Ye blessed creatures, I have heard the call
Ye to each other make; I see
The heavens laugh with you in your jubilee;
My heart is at your festival.
My head hath its coronal,[9]
The fulness of your bliss, I feel—I feel it all.
Oh evil day if I were sullen
While Earth herself is adorning
This sweet May morning,
And the children are culling
On every side,
In a thousand valleys far and wide,
Fresh flowers, while the sun shines warm,
And the babe leaps up[10] on his mother's arm:
I hear, I hear, with joy I hear!
—But there's a tree,[11] of many, one,
A single field which I have looked upon,
Both of them speak of something that is gone:
The pansy[12] at my feet
Doth the same tale repeat.
Whither is fled the visionary gleam?
Where is it now, the glory and the dream?
V.
Our birth is but a sleep[13] and a forgetting:
The soul that rises with us, our life's star,
Hath had elsewhere its setting,
And cometh from afar;
Not in entire forgetfulness,
And not in utter nakedness,
But trailing clouds of glory do we come
From God, who is our home.
Heaven lies about us in our infancy!
Shades of the prison-house begin to close
Upon the growing boy,
But he beholds the light, and whence it flows,
He sees it in his joy;
The youth, who daily farther from the East
Must travel, still is nature's priest,
And by the vision splendid
Is on his way attended;
At length the man perceives it die away,
And fade into the light of common day.
VI.
Earth fills her lap with pleasures of her own;
Yearnings she hath in her own natural kind,
And even with something of a mother's mind,
And no unworthy aim,
The homely nurse doth all she can
To make her foster-child, her inmate man,
Forget the glories he hath known,
And that imperial palace whence he came.
VII.
Behold the child[14] among his new-born blisses,
A six years' darling of a pigmy size!
See, where 'mid work of his own hand he lies,
Fretted by sallies of his mother's kisses,
With light upon him from his father's eyes!

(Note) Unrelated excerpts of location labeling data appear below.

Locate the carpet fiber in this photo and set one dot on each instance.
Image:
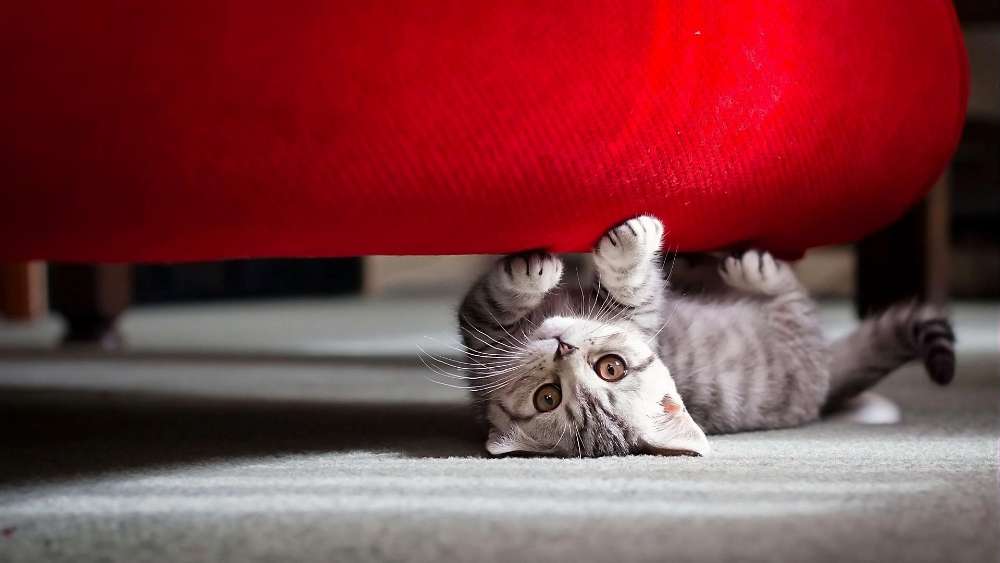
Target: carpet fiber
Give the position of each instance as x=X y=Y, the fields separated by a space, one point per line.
x=150 y=459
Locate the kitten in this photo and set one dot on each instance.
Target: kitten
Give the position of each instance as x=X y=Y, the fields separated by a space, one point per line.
x=633 y=366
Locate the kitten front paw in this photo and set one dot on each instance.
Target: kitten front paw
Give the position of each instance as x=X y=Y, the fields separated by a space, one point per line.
x=631 y=243
x=758 y=272
x=528 y=274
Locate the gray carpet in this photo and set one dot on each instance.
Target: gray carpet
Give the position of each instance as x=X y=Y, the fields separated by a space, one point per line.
x=148 y=458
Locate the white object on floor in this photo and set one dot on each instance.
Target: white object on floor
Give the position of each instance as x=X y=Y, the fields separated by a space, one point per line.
x=869 y=408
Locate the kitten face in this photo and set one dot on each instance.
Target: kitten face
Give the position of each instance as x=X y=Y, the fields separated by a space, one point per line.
x=585 y=388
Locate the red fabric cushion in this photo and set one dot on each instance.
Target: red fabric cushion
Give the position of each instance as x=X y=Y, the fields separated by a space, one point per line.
x=184 y=130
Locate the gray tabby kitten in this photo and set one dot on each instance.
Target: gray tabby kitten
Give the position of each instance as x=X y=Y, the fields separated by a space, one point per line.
x=631 y=366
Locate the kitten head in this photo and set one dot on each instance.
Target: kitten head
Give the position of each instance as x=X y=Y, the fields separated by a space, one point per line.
x=585 y=388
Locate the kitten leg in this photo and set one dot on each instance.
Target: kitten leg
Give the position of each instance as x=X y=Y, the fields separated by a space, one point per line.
x=759 y=273
x=514 y=287
x=626 y=260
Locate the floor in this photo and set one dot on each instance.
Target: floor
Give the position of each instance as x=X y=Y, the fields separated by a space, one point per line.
x=306 y=431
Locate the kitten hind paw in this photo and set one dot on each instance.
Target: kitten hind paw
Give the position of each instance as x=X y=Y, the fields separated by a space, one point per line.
x=631 y=243
x=758 y=272
x=528 y=274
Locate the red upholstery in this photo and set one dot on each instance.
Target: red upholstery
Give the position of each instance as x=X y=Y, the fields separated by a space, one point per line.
x=184 y=130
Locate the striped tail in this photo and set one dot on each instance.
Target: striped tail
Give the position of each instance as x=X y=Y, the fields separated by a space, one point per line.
x=883 y=343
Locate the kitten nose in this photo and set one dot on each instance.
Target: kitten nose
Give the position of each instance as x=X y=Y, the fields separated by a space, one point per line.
x=564 y=349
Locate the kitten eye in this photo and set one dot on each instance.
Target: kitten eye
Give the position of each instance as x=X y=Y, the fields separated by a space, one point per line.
x=547 y=397
x=611 y=367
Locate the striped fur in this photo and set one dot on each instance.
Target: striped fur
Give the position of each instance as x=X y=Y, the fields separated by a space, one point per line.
x=750 y=356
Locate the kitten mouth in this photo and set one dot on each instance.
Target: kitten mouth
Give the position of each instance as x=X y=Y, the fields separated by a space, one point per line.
x=671 y=406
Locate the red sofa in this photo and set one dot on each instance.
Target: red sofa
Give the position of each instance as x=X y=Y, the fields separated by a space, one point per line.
x=190 y=130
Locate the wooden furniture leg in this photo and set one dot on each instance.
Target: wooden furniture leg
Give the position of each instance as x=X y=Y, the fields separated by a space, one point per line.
x=908 y=259
x=91 y=297
x=22 y=290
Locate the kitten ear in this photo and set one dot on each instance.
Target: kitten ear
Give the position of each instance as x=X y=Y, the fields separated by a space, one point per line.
x=674 y=433
x=500 y=444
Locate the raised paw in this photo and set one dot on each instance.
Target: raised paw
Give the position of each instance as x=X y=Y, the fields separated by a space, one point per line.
x=528 y=274
x=758 y=272
x=631 y=243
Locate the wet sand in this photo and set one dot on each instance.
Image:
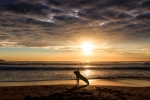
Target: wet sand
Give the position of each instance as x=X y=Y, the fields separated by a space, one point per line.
x=69 y=91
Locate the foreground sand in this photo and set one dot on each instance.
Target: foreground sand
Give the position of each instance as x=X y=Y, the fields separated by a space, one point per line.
x=71 y=92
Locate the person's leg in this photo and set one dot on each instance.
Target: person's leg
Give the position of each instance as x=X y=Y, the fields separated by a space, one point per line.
x=77 y=78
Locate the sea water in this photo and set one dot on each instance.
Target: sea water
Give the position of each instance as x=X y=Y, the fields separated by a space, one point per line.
x=47 y=71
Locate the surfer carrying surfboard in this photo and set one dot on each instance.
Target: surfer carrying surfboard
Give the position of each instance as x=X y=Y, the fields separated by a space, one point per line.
x=79 y=76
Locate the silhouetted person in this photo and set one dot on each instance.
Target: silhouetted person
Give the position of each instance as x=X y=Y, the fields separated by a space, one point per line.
x=78 y=75
x=77 y=72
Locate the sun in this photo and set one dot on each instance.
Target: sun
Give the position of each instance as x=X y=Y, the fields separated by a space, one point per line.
x=87 y=47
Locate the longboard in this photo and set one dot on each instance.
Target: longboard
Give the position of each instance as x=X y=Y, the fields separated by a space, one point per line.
x=81 y=77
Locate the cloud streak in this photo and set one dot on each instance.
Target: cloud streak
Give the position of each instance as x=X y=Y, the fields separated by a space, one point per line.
x=42 y=23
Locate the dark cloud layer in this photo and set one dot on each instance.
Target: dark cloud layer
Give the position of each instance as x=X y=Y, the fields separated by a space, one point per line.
x=40 y=23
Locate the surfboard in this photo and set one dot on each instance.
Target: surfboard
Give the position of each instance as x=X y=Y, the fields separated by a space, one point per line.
x=81 y=77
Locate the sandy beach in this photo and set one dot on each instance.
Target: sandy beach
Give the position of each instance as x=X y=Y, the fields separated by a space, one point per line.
x=73 y=92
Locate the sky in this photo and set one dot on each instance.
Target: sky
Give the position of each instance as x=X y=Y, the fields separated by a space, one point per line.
x=75 y=30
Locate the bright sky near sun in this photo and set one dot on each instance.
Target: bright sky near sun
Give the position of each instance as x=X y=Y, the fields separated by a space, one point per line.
x=78 y=30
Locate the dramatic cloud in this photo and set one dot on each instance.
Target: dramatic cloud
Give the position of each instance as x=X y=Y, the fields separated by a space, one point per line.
x=42 y=23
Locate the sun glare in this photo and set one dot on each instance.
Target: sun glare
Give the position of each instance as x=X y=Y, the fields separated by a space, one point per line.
x=87 y=47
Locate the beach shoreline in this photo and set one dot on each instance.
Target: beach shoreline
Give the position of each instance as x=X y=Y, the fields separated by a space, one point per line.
x=72 y=92
x=99 y=89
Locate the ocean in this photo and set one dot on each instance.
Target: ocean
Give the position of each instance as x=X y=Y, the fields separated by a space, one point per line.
x=47 y=71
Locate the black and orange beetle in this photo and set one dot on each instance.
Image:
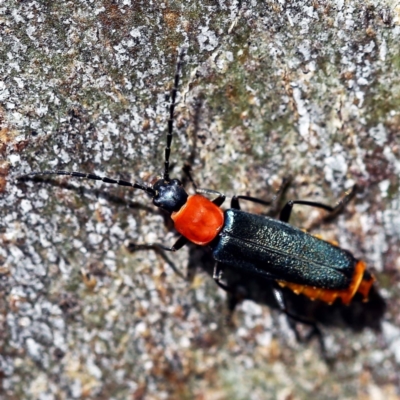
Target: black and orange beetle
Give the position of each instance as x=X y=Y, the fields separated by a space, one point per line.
x=254 y=244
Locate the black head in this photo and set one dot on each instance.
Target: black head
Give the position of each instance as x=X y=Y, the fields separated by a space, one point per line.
x=170 y=196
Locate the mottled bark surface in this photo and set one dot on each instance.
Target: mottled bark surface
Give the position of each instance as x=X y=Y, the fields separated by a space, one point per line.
x=270 y=90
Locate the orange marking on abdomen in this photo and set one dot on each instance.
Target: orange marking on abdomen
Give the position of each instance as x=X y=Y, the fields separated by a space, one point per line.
x=358 y=284
x=199 y=220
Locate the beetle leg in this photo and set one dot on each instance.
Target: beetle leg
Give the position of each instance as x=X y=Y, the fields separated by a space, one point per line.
x=161 y=249
x=218 y=199
x=217 y=276
x=333 y=211
x=235 y=201
x=280 y=300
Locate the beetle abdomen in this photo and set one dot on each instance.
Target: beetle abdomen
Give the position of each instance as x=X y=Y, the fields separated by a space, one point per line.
x=277 y=250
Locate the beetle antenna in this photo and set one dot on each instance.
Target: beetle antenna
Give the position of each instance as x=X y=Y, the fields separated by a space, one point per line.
x=172 y=103
x=94 y=177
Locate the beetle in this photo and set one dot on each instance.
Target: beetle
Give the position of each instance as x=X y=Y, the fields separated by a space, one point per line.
x=257 y=245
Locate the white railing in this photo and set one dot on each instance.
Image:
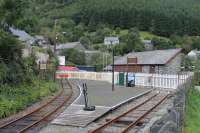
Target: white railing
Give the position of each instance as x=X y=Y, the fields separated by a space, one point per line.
x=161 y=80
x=141 y=79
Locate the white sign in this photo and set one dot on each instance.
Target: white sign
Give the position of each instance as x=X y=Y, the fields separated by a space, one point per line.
x=61 y=60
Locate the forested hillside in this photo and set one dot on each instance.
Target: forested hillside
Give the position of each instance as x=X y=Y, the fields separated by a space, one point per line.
x=19 y=82
x=162 y=17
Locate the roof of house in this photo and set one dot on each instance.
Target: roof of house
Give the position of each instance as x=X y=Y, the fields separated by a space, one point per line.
x=147 y=41
x=111 y=40
x=22 y=35
x=159 y=57
x=69 y=45
x=156 y=57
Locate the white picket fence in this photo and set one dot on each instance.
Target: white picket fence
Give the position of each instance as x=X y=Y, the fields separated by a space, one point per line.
x=161 y=80
x=141 y=79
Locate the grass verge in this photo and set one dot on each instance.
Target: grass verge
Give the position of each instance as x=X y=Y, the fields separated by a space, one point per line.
x=192 y=116
x=16 y=98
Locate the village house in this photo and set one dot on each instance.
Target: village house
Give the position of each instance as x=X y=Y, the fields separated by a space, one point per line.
x=148 y=45
x=157 y=61
x=70 y=45
x=194 y=54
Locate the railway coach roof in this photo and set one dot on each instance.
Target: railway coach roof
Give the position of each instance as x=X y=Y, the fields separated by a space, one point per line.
x=160 y=57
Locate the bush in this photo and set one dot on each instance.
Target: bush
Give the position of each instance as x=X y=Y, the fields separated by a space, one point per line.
x=16 y=98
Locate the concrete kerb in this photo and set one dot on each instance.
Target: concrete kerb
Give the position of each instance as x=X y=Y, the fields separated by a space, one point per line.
x=113 y=107
x=130 y=99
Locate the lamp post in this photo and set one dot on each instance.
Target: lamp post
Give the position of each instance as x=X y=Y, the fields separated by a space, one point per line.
x=55 y=35
x=111 y=41
x=113 y=67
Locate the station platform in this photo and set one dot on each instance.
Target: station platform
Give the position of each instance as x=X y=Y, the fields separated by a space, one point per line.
x=100 y=94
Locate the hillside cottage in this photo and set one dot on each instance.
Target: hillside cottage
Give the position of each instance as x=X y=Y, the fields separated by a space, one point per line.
x=157 y=61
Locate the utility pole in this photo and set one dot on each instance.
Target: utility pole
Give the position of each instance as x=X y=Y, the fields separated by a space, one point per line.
x=55 y=35
x=113 y=67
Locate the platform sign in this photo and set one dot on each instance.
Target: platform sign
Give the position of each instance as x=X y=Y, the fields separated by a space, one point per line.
x=61 y=60
x=131 y=79
x=61 y=76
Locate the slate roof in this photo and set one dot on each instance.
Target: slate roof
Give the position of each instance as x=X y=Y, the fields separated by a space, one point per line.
x=22 y=35
x=69 y=45
x=159 y=57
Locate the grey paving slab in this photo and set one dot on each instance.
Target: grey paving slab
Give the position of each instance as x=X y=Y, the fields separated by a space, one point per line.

See at his feet some little plan or chart,
Some fragment from his dream of human life,
Shaped by himself with newly-learned art—
A wedding or a festival,
A mourning or a funeral;
And this hath now his heart,
And unto this he frames his song.
Then will he fit his tongue
To dialogues of business, love, or strife:
But it will not be long
Ere this be thrown aside,
And with new joy and pride
The little actor cons another part,
Filling from time to time his 'humorous stage'[15]
With all the persons, down to palsied age,
That Life brings with her in her equipage,
As if his whole vocation
Were endless imitation.
VIII.
Thou, whose exterior semblance doth belie
Thy soul's immensity;
Thou, best philosopher, who yet dost keep
Thy heritage, thou eye among the blind,
That, deaf and silent, read'st the eternal deep,
Haunted for ever by the eternal mind,—
Mighty prophet! seer blest![16]
On whom those truths do rest,
Which we are toiling all our lives to find,
In darkness lost, the darkness of the grave;
Thou, over whom thy immortality
Broods like the day, a master o'er a slave,
A presence which is not to be put by;
Thou little child, yet glorious in the might
Of heaven-born freedom on thy being's height,
Why with such earnest pains dost thou provoke
The years to bring the inevitable yoke,
Thus blindly with thy blessedness at strife?
Full soon thy soul shall have her earthly freight,
And custom lie upon thee with a weight,
Heavy as frost, and deep almost as life!